Machine learning and cloud computing

Both Machine Learning and cloud computing play a huge role in the development of the company. ML is responsible for creating intelligent machines, while cloud computing ensures data storage as well as access security.

To create a machine learning algorithm, you need a lot of processing power, a lot of data storage, and multiple servers working at the same time. A significant role of cloud computing is that it provides new servers with predefined data and allows them to switch resources over to the cloud. By using cloud computing, you can spin up as many servers as you like and work on the algorithm.

MLOps cloud-based tools

It is possible to host Machine Learning operations both on-premises and in the cloud, with each having its advantages. Today we will focus on cloud-based MLOps that provide organizations with many opportunities. For example, cloud service providers (CSPs) can offer you any tools and compute capabilities you need for your MLOps processes. The goal of this section is to highlight 3 of the most popular cloud-based MLOps tools, i.e., Microsoft Azure, Google Cloud, and Amazon Web Services (AWS).

GOOGLE CLOUD

Amazon SageMaker is an open-source machine learning library released by Google. The TensorFlow library works on the principle of deep learning of user behavior by analyzing and flexible data processing on computers, smartphones, or server rooms. In addition to the library itself, Google has also made available models of neural networks that recognize photos and handwriting and analyze text and speech.

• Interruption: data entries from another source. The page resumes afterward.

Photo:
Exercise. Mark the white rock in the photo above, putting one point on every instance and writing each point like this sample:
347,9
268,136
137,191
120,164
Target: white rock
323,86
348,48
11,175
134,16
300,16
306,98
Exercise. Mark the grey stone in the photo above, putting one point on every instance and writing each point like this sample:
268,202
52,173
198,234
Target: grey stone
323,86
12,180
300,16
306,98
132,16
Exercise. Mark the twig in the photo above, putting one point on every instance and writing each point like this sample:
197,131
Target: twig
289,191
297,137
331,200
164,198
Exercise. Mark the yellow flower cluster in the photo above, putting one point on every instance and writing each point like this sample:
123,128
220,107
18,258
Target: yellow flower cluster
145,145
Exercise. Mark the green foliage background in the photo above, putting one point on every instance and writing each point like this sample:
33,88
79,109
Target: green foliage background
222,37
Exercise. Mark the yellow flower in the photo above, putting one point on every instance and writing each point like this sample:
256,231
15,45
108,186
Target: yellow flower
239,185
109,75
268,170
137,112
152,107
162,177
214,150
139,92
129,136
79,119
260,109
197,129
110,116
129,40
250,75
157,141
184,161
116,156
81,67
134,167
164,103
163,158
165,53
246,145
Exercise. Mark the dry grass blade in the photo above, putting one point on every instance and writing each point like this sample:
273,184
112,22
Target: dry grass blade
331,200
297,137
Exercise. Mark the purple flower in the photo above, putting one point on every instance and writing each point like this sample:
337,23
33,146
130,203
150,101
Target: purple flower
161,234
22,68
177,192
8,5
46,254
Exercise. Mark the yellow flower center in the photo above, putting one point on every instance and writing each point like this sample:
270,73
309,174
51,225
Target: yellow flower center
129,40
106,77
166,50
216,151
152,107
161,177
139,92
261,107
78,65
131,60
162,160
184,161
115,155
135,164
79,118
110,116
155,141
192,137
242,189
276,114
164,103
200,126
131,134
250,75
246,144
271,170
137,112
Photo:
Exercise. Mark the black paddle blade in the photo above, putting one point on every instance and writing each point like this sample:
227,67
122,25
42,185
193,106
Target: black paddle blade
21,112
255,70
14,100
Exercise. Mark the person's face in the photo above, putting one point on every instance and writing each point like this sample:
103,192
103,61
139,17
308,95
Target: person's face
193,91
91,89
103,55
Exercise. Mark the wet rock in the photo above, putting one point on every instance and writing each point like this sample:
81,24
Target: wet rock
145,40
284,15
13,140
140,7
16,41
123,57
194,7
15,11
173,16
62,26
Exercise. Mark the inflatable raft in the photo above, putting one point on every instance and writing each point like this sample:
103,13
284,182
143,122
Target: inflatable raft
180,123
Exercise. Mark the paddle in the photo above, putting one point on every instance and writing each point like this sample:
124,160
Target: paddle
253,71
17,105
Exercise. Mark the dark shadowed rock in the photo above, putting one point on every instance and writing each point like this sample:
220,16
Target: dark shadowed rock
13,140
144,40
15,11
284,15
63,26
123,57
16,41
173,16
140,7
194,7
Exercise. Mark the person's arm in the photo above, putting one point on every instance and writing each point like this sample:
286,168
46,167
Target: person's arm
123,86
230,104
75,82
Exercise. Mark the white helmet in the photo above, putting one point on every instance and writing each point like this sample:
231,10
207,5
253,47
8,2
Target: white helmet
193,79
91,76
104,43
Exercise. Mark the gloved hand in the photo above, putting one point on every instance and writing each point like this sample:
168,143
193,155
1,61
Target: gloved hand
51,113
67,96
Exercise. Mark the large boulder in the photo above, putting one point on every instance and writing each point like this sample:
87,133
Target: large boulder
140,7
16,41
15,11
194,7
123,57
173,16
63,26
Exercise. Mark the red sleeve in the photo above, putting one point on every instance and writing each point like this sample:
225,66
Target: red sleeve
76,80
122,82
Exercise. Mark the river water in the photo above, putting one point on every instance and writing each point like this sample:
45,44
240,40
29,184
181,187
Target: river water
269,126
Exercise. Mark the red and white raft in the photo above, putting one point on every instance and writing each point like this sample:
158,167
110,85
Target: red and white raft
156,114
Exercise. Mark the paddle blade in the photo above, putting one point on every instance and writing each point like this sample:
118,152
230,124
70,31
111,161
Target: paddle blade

Another example of Google’s offer is Google Kubernetes Engine (GKE). It is an open-source platform for managing, automating, and scaling containerized applications. Kubernetes Engine is designed to simplify Kubernetes runs. Your workstations and server will need less maintenance, and you’ll be able to spend more time developing and maintaining your models. Thanks to containers, you can be sure that your applications have everything they need to run. As you add them, you can automatically manage and distribute them using Kubernetes.

AWS

Amazon SageMaker is a comprehensive ML AWS platform that offers the following services:

  • Data preparation
  • Building models
  • Model training
  • Implementation of models
  • Model management

Thus, Amazon SageMaker is a service that provides all developers and researchers with the ability to quickly build, learn, and deploy Machine Learning (ML) models. SageMaker simplifies all stages of the difficult machine learning process to help you develop high-quality models.

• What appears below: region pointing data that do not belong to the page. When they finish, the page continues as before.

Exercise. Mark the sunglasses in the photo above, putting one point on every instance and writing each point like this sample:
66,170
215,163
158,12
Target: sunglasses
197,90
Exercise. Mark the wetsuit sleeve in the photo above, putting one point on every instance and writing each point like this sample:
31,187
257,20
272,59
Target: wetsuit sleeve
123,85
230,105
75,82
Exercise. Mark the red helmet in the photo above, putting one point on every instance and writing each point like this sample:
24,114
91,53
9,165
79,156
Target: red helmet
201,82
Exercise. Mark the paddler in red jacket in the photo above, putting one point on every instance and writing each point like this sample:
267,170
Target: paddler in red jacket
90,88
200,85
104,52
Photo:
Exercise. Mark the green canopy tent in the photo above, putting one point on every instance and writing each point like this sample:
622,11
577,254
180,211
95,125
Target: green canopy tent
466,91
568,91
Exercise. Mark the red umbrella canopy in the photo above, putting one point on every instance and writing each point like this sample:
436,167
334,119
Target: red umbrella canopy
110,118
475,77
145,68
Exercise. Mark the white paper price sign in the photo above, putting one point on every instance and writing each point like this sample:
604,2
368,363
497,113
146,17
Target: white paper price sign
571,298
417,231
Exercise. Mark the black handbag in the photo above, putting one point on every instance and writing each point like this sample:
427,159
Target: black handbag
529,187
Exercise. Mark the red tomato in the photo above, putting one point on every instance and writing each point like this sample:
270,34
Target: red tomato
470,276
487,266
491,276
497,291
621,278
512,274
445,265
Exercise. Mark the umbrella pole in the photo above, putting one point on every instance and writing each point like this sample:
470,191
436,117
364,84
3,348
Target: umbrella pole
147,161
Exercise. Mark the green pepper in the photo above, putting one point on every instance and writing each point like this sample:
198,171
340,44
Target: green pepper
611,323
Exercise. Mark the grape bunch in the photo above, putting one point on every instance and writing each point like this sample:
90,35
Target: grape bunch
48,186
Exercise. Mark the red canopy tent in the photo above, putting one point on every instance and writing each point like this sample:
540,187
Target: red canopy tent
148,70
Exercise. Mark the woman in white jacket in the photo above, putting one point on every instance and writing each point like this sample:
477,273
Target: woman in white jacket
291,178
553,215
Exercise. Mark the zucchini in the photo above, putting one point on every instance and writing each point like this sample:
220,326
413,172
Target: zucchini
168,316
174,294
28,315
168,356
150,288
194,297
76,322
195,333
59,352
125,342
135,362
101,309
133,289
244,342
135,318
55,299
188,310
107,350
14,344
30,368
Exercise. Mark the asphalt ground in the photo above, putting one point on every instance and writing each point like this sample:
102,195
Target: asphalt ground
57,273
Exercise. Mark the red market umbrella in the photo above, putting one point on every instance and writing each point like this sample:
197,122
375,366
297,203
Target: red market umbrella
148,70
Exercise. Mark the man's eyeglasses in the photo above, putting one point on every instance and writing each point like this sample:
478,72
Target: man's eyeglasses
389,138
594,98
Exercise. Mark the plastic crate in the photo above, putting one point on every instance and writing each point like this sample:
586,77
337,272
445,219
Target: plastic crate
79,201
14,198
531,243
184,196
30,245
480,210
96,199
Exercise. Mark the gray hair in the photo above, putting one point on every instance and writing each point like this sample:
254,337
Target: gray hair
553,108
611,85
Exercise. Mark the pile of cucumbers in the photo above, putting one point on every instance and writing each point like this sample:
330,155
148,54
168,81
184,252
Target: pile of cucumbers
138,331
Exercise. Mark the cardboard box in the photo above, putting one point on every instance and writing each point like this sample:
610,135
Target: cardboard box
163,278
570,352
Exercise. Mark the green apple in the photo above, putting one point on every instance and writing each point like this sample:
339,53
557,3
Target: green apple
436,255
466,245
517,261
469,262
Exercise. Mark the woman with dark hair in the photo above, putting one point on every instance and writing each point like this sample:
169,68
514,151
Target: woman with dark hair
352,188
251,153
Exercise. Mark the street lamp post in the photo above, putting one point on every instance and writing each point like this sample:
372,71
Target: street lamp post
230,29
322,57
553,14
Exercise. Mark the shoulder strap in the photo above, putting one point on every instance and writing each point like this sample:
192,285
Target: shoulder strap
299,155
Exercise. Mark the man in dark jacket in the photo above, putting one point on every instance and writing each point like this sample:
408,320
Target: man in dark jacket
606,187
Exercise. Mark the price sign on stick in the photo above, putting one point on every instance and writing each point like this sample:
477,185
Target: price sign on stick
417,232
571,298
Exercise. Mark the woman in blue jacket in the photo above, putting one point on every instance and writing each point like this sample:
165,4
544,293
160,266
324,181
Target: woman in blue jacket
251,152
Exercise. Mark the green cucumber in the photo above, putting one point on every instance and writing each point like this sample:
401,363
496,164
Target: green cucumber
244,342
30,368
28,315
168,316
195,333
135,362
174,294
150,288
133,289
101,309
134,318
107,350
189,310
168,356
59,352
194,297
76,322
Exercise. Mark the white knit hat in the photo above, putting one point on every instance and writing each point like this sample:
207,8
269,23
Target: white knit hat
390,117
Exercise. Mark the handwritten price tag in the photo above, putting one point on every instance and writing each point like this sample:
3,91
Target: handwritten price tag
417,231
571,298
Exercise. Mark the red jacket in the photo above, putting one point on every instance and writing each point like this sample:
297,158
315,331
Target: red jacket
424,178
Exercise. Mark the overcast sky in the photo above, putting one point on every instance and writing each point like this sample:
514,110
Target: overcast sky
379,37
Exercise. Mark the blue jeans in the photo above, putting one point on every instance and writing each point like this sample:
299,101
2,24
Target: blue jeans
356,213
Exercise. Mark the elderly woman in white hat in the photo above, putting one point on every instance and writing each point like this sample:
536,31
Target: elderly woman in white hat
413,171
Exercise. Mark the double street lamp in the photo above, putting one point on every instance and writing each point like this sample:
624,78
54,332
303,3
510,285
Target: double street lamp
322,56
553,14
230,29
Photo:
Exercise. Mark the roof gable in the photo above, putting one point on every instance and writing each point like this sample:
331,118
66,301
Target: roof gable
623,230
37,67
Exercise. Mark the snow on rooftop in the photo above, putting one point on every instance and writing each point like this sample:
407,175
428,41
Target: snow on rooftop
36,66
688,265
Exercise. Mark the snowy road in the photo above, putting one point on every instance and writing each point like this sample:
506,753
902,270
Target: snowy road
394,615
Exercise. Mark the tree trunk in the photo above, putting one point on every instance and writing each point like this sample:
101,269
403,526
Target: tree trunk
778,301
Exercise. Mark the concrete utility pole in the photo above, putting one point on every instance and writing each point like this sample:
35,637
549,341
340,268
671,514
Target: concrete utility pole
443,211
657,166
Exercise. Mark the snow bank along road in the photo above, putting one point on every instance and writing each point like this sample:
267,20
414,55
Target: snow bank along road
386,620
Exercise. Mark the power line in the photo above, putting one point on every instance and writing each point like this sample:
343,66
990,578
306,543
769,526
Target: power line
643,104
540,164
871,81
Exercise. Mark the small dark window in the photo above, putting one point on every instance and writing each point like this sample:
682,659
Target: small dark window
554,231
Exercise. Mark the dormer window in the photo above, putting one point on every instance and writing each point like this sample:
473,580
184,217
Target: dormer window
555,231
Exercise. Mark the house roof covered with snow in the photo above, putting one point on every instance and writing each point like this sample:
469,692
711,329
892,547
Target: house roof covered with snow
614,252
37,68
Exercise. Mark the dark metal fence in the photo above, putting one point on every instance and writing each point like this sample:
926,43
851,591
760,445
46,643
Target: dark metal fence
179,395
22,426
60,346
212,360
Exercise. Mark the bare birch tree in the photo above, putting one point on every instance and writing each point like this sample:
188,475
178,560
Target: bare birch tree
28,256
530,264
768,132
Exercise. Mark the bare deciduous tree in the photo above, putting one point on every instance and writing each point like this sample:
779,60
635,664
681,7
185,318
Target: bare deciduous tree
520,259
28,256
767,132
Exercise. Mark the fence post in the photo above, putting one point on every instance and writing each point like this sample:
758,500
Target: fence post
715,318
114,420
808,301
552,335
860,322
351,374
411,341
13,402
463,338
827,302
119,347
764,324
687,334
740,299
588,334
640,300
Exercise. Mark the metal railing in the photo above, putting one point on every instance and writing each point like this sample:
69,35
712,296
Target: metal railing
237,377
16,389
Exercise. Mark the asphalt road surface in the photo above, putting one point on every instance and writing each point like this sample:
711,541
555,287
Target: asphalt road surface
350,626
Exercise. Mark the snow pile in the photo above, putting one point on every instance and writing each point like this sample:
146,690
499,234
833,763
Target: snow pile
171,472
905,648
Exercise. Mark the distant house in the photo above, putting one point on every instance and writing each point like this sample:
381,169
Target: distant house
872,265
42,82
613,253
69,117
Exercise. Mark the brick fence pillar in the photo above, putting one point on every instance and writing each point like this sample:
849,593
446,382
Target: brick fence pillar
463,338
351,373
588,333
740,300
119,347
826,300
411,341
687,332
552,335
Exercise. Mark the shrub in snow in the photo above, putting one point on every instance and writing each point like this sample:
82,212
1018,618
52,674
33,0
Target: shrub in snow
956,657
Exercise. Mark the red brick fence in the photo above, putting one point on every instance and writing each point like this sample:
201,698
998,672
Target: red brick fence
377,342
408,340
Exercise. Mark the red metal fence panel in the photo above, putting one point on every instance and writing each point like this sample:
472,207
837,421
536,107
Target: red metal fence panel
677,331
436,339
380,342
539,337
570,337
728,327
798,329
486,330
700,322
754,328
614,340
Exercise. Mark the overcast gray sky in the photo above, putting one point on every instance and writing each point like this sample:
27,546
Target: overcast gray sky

AWS offers the following additional services:

  • SageMaker Autopilot – A tool that allows you to create and train models using your data, which you can then deploy via the AWS Pipeline.
  • AWS CodeBuild – Builds source code, performs tests, and creates and deploys code packages. An automated CI/CD pipeline can be created with CodeBuild and AWS CodePipeline.
  • AWS CodePipeline – Provides continuous delivery of code changes. With it, chances are implemented iteratively in ML models already at the production stage.

AZURE

Azure DevOps is a CI/CD tool for collaborating on the development of the code and application across teams. Organizations can choose between on-premises and cloud options based on their budgets and requirements. GitHub, Campfire, Slack, Trello, and many more are supported by Azure DevOps.

Azure ML Pipelines is designed to facilitate all aspects of the ML life cycle. It provides not only data preparation but also model training, validation, as well as monitoring.

Conclusion: Find out more about MLOps consulting

Every year the demand for machine learning and cloud computing is growing steadily. It’s the same story with MLOps consulting. No wonder, since cloud computing offers the perfect environment for ML models with a lot of data. Therefore, when an organization uses both of these technologies, it can get really great results.